Another interesting aspect is choosing a learner. Should one opt for a humble algorithm or an exotic one? It is almost counter-intuitive to think that a more sophisticated algorithm does not always outperform a relatively simple algorithm. This case study highlights an example of such a case, and this experiment illustrates the effect that the number of neurons and layers in a neural network has on an emotion classification task.
As the cost of database creation is reduced dramatically, what new tasks are made possible for us to solve next?
With the cost per label reduced, does that mean that MT is threatening the development of an unsupervised method? This is highly debatable. How about active learning? Does MT provide an inexpensive way to allow innovation in algorithm designs, experiment designs or even human computer interaction / human factors alike? Supervised machine learning is a data-driven research; how will this data annotation method transform these areas of study?
This has also unintentionally created a new type of meta data; profiles of Turkers. Will this new source of information drive culturally-specific research and innovative applications? Since it is cheap to create a database, that would also mean that multiple languages can be studied simultaneously. That itself would accelerate the advancement of NLP at a speed that has not yet been possible.
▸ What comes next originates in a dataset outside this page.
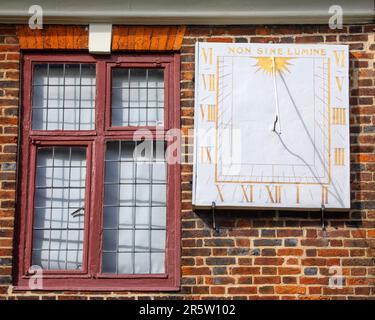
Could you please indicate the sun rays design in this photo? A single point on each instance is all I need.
(266, 64)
Quality assurance will probably be one of the most challenging issues. One interesting question exists; when the noise in the data increases with the size of the data, how can we use this fact to draw out insights from our algorithms? Will that help to push for robustness? How about attracting enough Turkers to complete our desired amount of HITs? How do we incent them? How do we calculate the optimum price that is attractive? How do we then hinder cheating behavior? How do we design a neat and clear HIT?
Microsoft internal machine learning toolkit.
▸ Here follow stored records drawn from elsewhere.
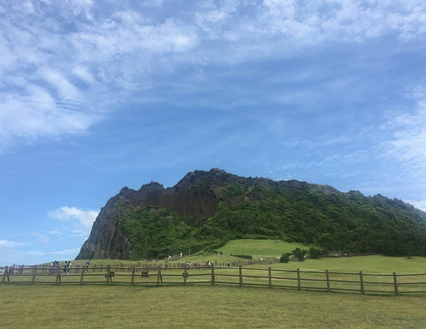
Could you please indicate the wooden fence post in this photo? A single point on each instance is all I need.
(58, 276)
(82, 274)
(213, 278)
(299, 283)
(108, 274)
(34, 274)
(6, 269)
(133, 275)
(395, 283)
(270, 277)
(159, 276)
(327, 276)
|Learner type||Neural Network|
|Number of output nodes||5|
|Loss function||Cross entropy|
|Number of nodes for each hidden layer||5, 25, 125|
|Maximum number of training iterations||100|
|Optimization Algorithm||Stochastic gradient descent|
|Early stopping rule||Loss in generality (stops when the score degrades 5 times in a row)|
|Pre-training||True for 2 or more hidden layers|
Full results can be found at https://github.com/ryubidragonfire/Emotion
- Paul Ekman. 1993. Facial expression and emotion. American Psychologist, 48(4), 384–392.
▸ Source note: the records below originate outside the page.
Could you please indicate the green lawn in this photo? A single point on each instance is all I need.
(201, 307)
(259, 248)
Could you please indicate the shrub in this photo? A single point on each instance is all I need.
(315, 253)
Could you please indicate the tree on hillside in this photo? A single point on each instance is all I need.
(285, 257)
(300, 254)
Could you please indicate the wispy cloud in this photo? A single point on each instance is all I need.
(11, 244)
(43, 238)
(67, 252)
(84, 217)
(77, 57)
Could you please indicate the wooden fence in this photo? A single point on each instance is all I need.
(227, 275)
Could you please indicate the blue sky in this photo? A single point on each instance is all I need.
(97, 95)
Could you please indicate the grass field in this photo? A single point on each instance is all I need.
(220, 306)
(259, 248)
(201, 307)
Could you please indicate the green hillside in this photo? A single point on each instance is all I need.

- Rachael E. Jack, Oliver G.B. Garrod, Philippe G. Schyns , “Dynamic Facial Expressions of Emotion Transmit an Evolving Hierarchy of Signals over Time.” Current Biology, Volume 24, Issue 2, p187–192, 20 January 2014.
- Walaa Medhat, Ahmed Hassan, and Hoda Korashy. “Sentiment Analysis Algorithms and Applications: A Survey.” Ain Shams Engineering Journal, issue 5, p1093-1113, 2014
- http://nlp.cs.swarthmore.edu/semeval/tasks/task14/description.shtml (referred on 15 Aug 2015)
- Callison-Burch, Chris. “Fast, cheap, and creative: evaluating translation quality using Amazon’s Mechanical Turk.” Proceedings of the 2009 Conference on Empirical Methods in Natural Language Processing: Volume 1-Volume 1. Association for Computational Linguistics, 2009.
- Callison-Burch, Chris, and Mark Dredze. “Creating speech and language data with Amazon’s Mechanical Turk.” Proceedings of the NAACL HLT 2010 Workshop on Creating Speech and Language Data with Amazon’s Mechanical Turk. Association for Computational Linguistics, 2010.